Vous sommez les jeunes de « s’intégrer », mais la majorité d’entre eux sont nés ici, ou ont fait l’immense majorité de leur scolarité ici. A leur rappeler sans cesse qu’ils sont « France d’origine étrangère », que veut-on affirmer, si ce n’est que pour certains, à droite et malheureusement parfois à gauche, ils ne seront jamais des Français à part entière ?

Quand vous stigmatisez les « étrangers qui ont participé à ces violences », vous oubliez qu’ils sont certes étrangers au regard des papiers officiels, mais si Français par leur éducation. Vers quel pays voulez-vous les renvoyer ? Ce pays, dans la majorité des cas, ils ne le connaissent même pas !

En tant que non violents, les Verts ne peuvent se reconnaître dans ces
actions violentes contre des personnes ou des biens, ni considérer normal de détruire des équipements publics. Ces violences sont autodestructrices et nuisent essentiellement aux habitants des quartiers en difficultés.

Faire cesser les violences qui pèsent contre les personnes qui aspirent légitimement au calme est bien sûr nécessaire. Malheureusement, nous le savons, la détresse sociale et les discriminations subies, ne sont pas toujours bonnes conseillères pour choisir la façon d’exprimer sa révolte.

Que demandent tous les jeunes de ces quartiers ? Du respect, du travail, de l’espoir pour leur avenir. En bref, la fin des discriminations, sociales et territoriales ! Et que propose le gouvernement ? Des contrats aidés, des stages, l’apprentissage à 14 ans. Mais même à 16 ans, ces jeunes ne parviennent pas à trouver d’emploi à cause de la discrimination à l’embauche ! Bref, vous ne faites aucune proposition constructive.
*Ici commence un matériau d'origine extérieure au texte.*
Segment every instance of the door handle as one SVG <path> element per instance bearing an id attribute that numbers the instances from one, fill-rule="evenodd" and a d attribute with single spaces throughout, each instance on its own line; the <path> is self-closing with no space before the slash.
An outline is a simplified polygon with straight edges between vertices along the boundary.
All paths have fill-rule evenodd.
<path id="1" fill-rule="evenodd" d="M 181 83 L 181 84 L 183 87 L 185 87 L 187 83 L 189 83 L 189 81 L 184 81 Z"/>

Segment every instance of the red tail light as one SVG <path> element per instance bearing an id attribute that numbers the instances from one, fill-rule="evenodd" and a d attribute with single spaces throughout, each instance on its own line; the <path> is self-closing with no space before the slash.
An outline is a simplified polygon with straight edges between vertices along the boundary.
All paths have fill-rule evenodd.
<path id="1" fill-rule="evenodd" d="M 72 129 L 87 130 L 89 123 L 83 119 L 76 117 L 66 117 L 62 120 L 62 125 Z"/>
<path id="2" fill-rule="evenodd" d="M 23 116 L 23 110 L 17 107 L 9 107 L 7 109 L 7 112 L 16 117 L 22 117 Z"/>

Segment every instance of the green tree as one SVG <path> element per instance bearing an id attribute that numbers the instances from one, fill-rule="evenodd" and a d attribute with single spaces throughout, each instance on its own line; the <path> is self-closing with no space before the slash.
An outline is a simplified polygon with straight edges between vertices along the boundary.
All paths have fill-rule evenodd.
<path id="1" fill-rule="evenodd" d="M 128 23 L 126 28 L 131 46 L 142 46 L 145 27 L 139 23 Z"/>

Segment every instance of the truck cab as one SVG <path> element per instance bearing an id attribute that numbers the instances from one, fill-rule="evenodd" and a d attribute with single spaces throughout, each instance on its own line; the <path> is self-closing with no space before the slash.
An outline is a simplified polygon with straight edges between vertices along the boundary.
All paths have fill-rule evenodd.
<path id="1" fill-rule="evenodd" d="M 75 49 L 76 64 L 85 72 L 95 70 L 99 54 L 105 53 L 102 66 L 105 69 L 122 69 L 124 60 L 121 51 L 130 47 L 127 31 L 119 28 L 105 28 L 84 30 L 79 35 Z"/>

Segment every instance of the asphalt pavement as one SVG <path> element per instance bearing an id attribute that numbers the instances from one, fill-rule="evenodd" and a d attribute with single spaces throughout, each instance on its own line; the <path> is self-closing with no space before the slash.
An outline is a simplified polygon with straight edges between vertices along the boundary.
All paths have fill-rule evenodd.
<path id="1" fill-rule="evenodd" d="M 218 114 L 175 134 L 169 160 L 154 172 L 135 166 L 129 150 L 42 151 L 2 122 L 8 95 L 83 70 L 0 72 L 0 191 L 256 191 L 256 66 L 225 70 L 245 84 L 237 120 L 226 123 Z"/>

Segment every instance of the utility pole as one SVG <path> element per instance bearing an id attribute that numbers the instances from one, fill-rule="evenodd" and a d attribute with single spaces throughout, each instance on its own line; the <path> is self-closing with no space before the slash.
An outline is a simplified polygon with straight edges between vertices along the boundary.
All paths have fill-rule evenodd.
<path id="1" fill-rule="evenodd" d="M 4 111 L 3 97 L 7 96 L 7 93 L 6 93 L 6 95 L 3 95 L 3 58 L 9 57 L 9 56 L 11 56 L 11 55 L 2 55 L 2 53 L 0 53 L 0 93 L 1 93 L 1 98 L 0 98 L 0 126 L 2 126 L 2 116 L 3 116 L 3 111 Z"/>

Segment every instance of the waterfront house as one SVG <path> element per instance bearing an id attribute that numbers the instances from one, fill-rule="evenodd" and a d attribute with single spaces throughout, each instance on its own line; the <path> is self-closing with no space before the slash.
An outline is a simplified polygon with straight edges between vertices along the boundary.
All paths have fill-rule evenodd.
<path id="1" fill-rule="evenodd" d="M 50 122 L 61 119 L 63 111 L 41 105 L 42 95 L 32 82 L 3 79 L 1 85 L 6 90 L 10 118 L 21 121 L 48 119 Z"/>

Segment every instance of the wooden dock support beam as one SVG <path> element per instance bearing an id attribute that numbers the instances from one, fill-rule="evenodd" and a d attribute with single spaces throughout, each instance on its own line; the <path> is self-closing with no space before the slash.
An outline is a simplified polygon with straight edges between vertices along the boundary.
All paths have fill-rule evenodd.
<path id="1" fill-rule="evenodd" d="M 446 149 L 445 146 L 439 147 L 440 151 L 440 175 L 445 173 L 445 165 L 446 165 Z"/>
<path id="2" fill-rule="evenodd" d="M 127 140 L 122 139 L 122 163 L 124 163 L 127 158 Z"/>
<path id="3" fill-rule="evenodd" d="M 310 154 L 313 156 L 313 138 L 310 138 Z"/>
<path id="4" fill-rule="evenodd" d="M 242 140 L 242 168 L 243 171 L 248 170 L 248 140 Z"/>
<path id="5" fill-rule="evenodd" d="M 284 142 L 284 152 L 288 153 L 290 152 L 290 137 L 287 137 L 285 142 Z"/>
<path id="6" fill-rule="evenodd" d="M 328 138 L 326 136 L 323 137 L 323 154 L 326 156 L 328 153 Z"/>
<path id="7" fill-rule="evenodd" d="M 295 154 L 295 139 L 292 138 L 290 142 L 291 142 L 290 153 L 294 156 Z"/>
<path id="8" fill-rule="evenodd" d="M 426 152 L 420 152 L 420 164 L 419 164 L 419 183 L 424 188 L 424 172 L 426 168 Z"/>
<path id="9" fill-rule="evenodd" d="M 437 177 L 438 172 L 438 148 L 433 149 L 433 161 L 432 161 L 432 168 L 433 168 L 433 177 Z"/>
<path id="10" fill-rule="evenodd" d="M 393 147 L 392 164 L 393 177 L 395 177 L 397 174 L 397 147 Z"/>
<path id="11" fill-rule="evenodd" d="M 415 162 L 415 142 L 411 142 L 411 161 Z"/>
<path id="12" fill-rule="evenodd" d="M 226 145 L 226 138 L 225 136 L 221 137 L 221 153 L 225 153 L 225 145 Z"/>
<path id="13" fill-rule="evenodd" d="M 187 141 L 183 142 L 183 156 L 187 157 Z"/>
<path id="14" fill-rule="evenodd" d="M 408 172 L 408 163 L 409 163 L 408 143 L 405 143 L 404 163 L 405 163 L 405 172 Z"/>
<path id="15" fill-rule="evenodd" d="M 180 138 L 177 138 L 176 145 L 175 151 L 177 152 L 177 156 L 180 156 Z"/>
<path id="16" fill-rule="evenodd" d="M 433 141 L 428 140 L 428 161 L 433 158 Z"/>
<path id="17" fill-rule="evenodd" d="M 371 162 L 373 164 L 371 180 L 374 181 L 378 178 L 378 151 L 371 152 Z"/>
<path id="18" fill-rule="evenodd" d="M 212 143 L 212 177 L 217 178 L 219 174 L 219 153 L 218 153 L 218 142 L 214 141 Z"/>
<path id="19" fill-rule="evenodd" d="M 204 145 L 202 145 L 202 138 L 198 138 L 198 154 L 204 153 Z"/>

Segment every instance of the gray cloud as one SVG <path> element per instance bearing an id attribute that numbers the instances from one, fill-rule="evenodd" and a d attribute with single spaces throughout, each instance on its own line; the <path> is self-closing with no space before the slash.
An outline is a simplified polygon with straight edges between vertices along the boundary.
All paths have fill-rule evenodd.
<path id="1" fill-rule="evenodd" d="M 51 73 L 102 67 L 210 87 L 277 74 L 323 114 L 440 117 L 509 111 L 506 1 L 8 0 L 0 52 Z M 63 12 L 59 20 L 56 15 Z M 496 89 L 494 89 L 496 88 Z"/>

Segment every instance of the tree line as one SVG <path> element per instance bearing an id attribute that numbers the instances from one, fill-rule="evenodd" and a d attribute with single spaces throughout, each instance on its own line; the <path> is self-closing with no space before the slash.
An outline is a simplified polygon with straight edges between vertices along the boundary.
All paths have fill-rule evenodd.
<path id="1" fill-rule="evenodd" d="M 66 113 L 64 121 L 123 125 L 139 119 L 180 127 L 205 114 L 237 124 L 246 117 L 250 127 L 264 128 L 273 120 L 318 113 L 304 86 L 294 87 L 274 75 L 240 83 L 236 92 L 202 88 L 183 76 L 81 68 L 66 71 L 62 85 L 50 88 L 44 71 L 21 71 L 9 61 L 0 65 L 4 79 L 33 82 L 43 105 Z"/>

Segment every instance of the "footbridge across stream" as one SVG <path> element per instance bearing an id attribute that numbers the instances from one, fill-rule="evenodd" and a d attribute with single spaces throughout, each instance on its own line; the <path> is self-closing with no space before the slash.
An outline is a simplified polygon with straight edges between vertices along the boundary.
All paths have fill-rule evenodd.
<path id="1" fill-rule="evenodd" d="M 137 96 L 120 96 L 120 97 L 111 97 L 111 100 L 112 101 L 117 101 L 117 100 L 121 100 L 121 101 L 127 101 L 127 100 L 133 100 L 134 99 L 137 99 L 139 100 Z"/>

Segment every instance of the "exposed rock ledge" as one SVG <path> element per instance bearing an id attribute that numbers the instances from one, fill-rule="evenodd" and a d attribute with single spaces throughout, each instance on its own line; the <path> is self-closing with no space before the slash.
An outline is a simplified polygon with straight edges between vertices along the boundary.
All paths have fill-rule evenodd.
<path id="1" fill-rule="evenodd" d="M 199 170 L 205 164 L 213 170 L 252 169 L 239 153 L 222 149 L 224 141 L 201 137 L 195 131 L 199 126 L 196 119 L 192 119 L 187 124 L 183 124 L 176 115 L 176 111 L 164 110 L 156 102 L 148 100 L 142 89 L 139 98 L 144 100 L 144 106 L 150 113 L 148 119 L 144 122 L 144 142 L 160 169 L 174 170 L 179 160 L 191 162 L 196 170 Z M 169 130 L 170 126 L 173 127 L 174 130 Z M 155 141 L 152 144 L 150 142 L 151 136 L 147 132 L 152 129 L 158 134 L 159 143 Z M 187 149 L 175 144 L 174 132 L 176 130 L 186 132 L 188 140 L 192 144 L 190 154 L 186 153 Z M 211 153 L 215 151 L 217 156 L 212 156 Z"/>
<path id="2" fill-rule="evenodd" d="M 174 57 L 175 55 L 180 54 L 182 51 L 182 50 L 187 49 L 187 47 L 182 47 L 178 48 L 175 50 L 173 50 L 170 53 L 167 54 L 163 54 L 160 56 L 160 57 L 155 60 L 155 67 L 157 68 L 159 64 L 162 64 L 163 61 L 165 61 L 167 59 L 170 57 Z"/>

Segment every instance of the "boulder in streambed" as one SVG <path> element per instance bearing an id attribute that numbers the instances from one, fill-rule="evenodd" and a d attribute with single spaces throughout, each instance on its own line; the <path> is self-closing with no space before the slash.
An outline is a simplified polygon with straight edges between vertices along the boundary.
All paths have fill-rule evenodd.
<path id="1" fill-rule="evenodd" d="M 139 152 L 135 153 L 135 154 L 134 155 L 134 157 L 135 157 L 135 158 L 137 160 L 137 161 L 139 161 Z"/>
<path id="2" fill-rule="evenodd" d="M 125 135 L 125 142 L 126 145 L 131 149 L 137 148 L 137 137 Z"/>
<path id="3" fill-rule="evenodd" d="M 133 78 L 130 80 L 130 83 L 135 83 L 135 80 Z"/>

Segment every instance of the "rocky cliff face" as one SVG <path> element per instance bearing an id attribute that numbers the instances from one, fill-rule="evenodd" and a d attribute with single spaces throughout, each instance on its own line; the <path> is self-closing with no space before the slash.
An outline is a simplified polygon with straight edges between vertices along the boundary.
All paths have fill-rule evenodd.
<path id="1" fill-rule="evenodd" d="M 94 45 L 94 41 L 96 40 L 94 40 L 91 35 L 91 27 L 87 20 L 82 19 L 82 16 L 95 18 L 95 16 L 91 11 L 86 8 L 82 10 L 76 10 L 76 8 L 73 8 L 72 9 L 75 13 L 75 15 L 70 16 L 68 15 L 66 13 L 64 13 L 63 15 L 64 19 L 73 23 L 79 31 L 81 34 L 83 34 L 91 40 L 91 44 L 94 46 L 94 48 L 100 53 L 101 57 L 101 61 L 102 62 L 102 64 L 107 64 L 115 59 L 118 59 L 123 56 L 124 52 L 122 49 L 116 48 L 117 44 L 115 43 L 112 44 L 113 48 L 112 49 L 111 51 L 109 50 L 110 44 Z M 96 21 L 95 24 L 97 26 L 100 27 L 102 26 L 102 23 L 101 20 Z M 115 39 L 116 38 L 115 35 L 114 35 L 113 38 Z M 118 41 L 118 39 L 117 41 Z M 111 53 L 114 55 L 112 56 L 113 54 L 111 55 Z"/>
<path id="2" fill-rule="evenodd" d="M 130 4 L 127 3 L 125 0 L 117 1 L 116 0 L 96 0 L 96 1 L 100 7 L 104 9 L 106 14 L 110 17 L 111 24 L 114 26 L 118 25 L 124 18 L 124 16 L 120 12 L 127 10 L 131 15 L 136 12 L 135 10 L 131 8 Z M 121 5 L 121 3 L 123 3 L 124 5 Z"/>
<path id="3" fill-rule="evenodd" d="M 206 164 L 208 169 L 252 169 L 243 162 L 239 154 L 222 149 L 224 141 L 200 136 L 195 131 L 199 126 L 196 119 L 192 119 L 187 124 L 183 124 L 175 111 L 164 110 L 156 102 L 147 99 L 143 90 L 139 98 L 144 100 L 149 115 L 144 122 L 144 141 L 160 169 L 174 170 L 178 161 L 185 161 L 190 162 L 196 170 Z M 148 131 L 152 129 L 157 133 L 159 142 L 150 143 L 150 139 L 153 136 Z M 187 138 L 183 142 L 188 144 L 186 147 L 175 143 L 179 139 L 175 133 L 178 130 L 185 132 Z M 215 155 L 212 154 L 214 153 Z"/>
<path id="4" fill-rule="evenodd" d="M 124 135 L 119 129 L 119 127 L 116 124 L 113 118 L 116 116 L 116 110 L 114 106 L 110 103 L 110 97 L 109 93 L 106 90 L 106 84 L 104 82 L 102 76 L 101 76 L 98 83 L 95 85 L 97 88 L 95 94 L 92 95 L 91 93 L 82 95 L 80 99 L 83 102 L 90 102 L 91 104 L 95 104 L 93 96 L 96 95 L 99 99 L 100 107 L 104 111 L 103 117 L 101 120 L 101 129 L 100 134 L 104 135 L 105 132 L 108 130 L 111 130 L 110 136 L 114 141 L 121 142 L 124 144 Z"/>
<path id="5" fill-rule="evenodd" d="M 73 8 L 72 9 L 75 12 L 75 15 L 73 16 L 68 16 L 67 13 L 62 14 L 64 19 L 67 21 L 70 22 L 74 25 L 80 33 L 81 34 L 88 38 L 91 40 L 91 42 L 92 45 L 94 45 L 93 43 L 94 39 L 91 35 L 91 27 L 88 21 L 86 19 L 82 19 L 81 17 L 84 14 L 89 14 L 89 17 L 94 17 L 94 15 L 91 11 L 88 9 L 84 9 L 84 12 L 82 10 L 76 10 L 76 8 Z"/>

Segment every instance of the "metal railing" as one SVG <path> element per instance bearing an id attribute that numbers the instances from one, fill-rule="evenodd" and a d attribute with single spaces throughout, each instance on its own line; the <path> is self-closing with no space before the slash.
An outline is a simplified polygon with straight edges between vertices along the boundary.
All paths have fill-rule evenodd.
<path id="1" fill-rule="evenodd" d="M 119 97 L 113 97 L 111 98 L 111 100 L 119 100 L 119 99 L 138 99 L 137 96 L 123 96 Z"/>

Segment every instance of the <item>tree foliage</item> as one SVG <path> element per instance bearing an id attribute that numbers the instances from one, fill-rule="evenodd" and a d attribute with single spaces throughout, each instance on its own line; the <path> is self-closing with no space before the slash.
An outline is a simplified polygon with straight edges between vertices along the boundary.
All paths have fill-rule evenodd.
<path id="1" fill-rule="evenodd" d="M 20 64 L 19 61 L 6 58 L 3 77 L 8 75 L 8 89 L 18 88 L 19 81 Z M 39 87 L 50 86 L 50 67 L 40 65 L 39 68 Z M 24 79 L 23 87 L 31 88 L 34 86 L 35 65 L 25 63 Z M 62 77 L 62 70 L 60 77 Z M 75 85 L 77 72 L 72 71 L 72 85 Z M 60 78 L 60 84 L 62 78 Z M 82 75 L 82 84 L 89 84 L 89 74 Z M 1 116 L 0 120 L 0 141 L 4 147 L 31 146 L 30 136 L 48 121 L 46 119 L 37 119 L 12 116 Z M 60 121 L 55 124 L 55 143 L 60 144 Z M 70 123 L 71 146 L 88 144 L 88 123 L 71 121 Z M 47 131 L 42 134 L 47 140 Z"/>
On ne répond pas à une crise sociale par un régime d’exception. Par
conséquent, non seulement les députés Verts voteront contre cette loi de prolongation de l’état d’urgence, mais demandent de plus l’abrogation de la loi de 1955.


Amendement au Projet de loi n°2673 prorogeant l’application de la loi n°55-385 du 3 avril 1955 présenté par Mme Martine Billard, MM. Yves Cochet et Noël Mamère

ARTICLE ADDITIONNEL – Avant l’article 1er, insérer l’article suivant :

« La loi n° 55-385 du 3 avril 1955 est abrogée. »

EXPOSE DES MOTIFS – La loi n° 55-385 du 3 avril 1955 est clairement née dans le contexte de la guerre d’Algérie. Maintenir dans notre droit national une loi qui fait explicitement référence à cette période historique ne fait que rouvrir les blessures du passé colonial de la France. Notre pays, si attaché aux principes de l’Etat de droit se doit d’abroger les restes de son passé colonial qui l’avait conduit à mettre en place des lois d’exception. La France n’est ni en guerre, ni un régime autoritaire. Les atteintes ainsi portées aux libertés publiques et individuelles, ne sauraient trouver de justification aujourd’hui d’autant que le jeu normal des institutions permet
aux pouvoirs publics de prendre les mesures nécessaires au maintien de la tranquillité pour l’ensemble des citoyens.

L’amendement, mis aux voix, n’est pas adopté.